A basic-necessity cash flow machine
There are few truly basic necessities to life, but our water is one of them. Water is incredibly inexpensive given how important it is to our everyday lives, and we often overlook its importance when it comes to investing our hard-earned money. A company here that I'd suggest digging more deeply into would be Aqua America (NYSE:WTR), one of the largest water utility companies in the U.S., which services close to 3 million people on the East Coast and Ohio River Valley.

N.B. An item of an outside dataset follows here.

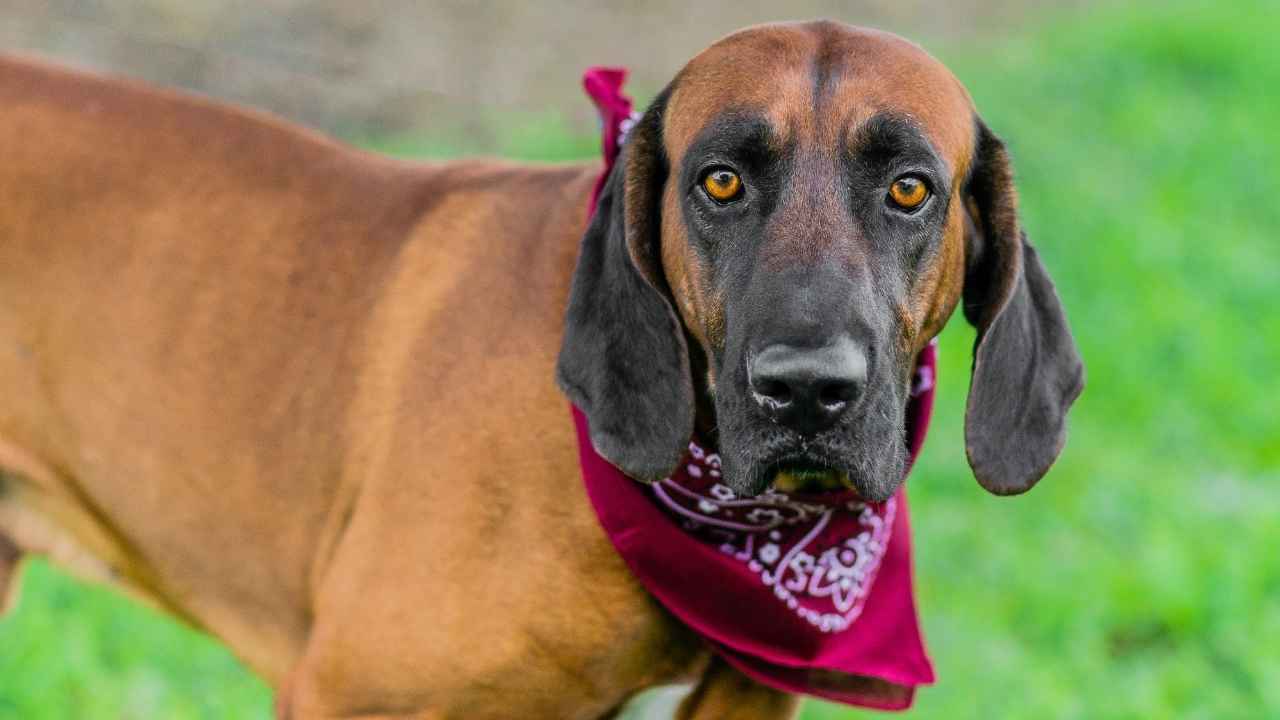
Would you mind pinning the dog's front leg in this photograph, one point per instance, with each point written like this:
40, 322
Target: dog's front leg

Like most water utilities, growth occurs in two primary ways: either through acquisitions or via rate increases coupled with tight cost controls. For Aqua America shareholders, they're receiving a healthy handful of both!

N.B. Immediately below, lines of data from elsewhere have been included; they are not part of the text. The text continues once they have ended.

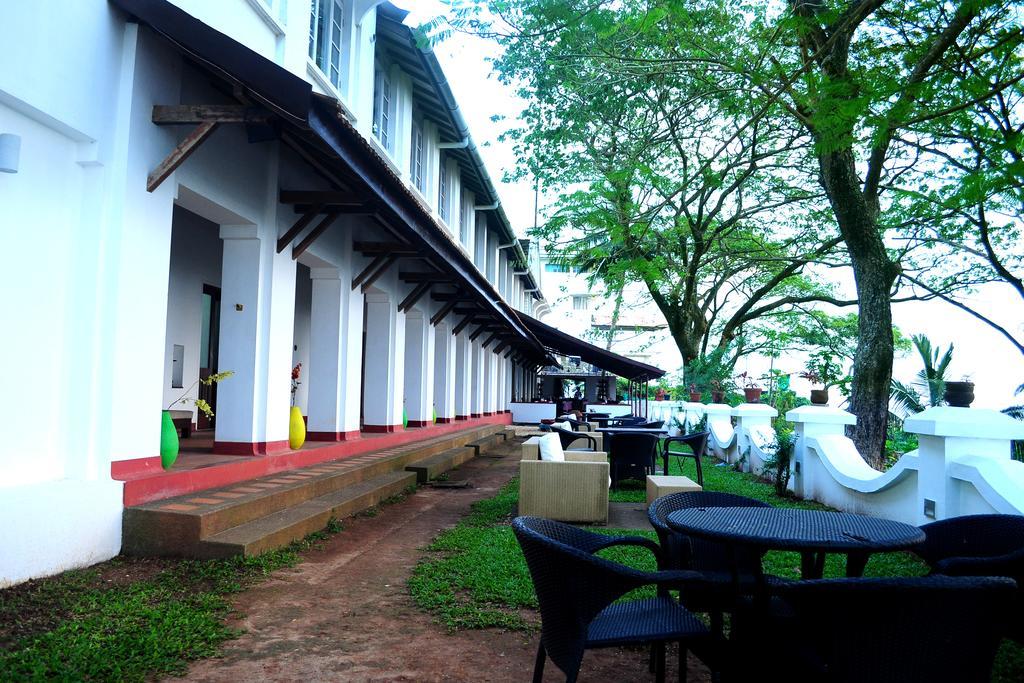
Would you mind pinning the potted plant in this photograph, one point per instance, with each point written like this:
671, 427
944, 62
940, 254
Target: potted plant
717, 391
169, 443
960, 394
296, 426
752, 392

Through the early part of December, Aqua America had brought 15 new water and wastewater facilities into its fold through acquisitions -- and that's in 2013 alone. These new customers provide the expansive growth that shareholders look for in the top-line, while rate increases in New Jersey, Texas, Illinois, Ohio, and Virginia announced in the third-quarter add the pricing power and profits that drive EPS higher.
Another notable factor that's driven higher by rate increase is Aqua America's dividend. Currently sitting at a yield of 2.5%, this dividend is well-protected by the fact that even in times where the weather works against Aqua America, the company can still deliver healthy profits. Referencing its third-quarter results yet again, the company actually reported a 5% year-over-year decline in revenue as rainfall in its serviced regions increased, lowering the demand for water for outdoor purposes. But because of tight expense controls (total expenses rose just 1%) and rate increases, its net income rose by 26%!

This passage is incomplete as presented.